Я — стукач

Альтмарк Лев Юрьевич

Действие повести «Я — стукач» охватывает короткий промежуток времени начала распада Советского Союза, когда в сознании людей неизбежно происходит переоценка ценностей. Бывший осведомитель КГБ, всегда тяготившийся этой своей работой, вдруг понимает, что пришло время меняться, как это для него ни страшно и необычно…

Сегодня с утра у меня куча дел.

Нужно разыскать Алика и напомнить ему, что срок истёк и пора отдавать две с половиной сотни. Я не благотворительная контора и таких шикарных подарков никому не делаю. Хочет слушать пластинки, которые я заказываю для него знакомым морячкам в загранку, пускай раскошеливается.
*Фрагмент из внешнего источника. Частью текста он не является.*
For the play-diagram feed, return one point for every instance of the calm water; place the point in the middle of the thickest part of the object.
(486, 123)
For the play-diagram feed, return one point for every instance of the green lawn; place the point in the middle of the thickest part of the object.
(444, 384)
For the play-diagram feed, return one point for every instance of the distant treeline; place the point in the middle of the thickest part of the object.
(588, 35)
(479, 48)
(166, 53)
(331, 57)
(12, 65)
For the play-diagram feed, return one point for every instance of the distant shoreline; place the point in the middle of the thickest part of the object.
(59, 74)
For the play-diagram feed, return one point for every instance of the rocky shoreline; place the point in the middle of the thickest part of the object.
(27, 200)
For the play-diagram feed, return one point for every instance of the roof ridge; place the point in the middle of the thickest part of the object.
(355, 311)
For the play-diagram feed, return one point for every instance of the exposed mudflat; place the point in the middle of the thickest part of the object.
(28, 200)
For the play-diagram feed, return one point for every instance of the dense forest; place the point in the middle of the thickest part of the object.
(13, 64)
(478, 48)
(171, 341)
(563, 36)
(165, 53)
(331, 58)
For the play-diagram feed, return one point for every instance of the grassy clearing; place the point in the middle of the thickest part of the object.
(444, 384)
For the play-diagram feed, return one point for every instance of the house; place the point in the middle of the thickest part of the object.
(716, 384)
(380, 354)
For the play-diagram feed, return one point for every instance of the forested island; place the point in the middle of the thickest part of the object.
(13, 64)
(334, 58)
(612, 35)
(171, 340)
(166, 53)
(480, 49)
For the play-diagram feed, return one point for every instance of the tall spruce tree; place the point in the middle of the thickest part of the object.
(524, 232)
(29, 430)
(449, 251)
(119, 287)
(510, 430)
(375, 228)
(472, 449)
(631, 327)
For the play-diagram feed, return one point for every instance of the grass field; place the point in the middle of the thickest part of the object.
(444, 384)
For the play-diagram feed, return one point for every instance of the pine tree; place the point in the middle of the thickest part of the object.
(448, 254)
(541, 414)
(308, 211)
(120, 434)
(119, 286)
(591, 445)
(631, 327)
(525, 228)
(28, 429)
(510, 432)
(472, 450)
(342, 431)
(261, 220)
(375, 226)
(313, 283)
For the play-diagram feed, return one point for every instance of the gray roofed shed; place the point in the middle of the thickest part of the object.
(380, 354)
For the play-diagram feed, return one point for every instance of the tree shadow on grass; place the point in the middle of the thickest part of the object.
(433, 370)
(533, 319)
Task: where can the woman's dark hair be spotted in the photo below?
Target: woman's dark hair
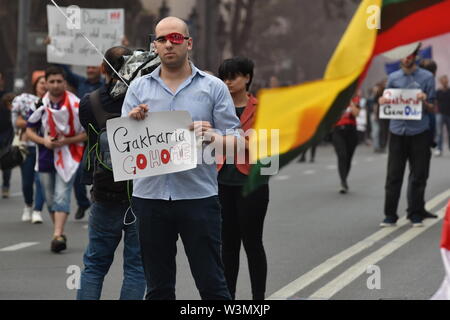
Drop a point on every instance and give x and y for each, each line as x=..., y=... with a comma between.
x=35, y=84
x=6, y=99
x=54, y=70
x=237, y=66
x=114, y=56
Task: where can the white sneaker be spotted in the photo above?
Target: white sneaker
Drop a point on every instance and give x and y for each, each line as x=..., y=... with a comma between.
x=26, y=216
x=36, y=217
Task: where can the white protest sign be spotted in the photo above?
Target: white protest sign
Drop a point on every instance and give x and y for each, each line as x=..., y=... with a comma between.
x=402, y=104
x=103, y=27
x=160, y=144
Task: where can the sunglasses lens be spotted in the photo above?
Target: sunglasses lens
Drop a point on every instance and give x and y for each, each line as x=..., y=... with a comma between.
x=175, y=38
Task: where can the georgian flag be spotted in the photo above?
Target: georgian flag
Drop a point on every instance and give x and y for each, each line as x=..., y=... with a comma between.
x=62, y=122
x=444, y=291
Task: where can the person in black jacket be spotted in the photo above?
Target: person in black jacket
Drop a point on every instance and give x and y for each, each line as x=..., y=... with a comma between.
x=107, y=220
x=6, y=136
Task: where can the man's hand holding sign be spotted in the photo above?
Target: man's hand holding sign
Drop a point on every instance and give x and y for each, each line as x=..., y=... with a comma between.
x=149, y=144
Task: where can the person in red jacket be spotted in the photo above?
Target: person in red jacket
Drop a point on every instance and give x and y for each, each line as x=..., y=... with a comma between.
x=242, y=217
x=345, y=140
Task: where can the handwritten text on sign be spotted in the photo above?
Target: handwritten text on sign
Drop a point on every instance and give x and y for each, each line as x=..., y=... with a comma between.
x=103, y=27
x=402, y=105
x=160, y=144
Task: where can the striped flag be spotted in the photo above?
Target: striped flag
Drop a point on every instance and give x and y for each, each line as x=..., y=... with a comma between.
x=305, y=113
x=444, y=291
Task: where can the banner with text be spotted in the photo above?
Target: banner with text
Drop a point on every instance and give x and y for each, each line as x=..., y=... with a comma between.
x=103, y=27
x=160, y=144
x=402, y=105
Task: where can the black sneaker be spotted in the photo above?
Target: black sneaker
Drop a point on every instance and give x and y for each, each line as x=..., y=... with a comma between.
x=429, y=215
x=389, y=222
x=58, y=244
x=80, y=213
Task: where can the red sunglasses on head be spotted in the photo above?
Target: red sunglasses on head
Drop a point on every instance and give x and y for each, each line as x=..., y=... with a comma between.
x=175, y=38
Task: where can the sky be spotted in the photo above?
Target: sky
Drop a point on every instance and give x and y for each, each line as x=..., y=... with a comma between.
x=179, y=8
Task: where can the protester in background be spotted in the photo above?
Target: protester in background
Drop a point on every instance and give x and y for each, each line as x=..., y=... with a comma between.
x=110, y=200
x=431, y=66
x=6, y=137
x=2, y=84
x=443, y=115
x=55, y=127
x=361, y=119
x=242, y=216
x=409, y=142
x=83, y=86
x=345, y=140
x=23, y=106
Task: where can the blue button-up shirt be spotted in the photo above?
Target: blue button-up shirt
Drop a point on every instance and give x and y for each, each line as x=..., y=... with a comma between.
x=419, y=79
x=206, y=98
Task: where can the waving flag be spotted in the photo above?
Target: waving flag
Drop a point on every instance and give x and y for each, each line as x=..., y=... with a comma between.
x=304, y=114
x=62, y=122
x=444, y=291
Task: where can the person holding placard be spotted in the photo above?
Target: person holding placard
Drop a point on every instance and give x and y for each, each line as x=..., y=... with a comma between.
x=56, y=129
x=410, y=142
x=185, y=203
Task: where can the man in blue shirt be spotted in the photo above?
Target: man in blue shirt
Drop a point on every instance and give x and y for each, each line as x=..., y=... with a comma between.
x=410, y=142
x=184, y=203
Мне эти пластинки тоже достаются не задаром. Не нравится — топай к уличным фарцовщикам, те с него три шкуры сдерут, и — никаких отсрочек по платежам. Хотя кто я для него — тот же фарцовщик, только знакомый, а потому допускающий рассрочку.

Потом не забыть бы позвонить Надюхе и что-нибудь наврать про свою страшную занятость на следующей неделе. Из Венгрии приезжает Светка, и нужно хотя бы несколько дней после двухнедельной разлуки посвятить любимой женщине. Светка в моих планах идёт первым номером. Надюха — запасной аэродром. Точнее, один из нескольких. Так сказать, подруга в дни печали.
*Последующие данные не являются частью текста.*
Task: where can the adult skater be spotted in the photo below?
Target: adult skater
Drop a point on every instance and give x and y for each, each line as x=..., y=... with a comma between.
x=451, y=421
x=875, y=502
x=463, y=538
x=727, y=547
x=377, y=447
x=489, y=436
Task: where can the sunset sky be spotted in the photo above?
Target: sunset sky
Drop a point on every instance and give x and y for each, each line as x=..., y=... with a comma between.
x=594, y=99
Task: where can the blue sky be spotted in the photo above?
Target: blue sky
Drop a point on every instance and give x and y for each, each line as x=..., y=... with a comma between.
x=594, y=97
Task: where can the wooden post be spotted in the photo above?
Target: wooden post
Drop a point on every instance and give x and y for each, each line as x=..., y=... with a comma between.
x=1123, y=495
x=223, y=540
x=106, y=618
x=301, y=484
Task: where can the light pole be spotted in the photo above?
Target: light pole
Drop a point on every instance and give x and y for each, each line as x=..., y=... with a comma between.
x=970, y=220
И, наконец, не мешало бы дозвониться до столичного издательства и поинтересоваться, как движется дело со сборником моих стишат. Уже три месяца, как я их отправил, а результата пока никакого. Вдруг, если сам позвоню, что-нибудь стронется с места? Пускай только намекнут, что от меня нужно, за мной не станет. Я парень понятливый. Мне бы только точку опоры нащупать. А её-то как раз и нет. Хотя, если говорить по совести, судьбой своих опусов я всерьёз не занимался. Текучка заела. Какие-то мелкие шкурные интересы, мизерные навары на пластинках и японской радиоаппаратуре. Убогие желания и интересы — Господи, как это всё мелко! Да я и сам потихоньку мельчаю. А хочется жить крупно, с размахом. Как мечтается. Как те герои, на которых я стараюсь быть похожим в своих стихах.

В конструкторском бюро, где я тружусь в поте лица, тишь и благодать. Все расползлись по своим кульманам, где-то по ватману поскрипывают карандашики, шеф клюёт носом за своим начальственным столом. Наверное, опять полночи слушал по приёмнику вражьи голоса.

РЕПРОДУКТОРНЫЙ МАРШ

На свежеокрашенном подоконнике весёлый солнечный лучик. Он смело разгуливает по гладкой поверхности, слегка задерживается на блестящих незатвердевших пузырьках масляной краски, словно ощупывает каждую ложбинку и выпуклость, пока, наконец, не натыкается на прилипшую столовскую тарелку из серебристой фольги, в которой стоит горшок со столетником.

За спиной репродуктор натужно выдавливает в ленивую, застоявшуюся тишину гнусавые звуки многоголосого далёкого хора:

Резкие звуки не очень вписываются в обстановку и мешают наблюдать за первой весенней мухой, сонно перебирающей лапками возле цветочного горшка. Муха неловко поводит узкими, с прожилками крылышками, но взлететь у неё пока не получается — нужно погреться в первых майских лучах.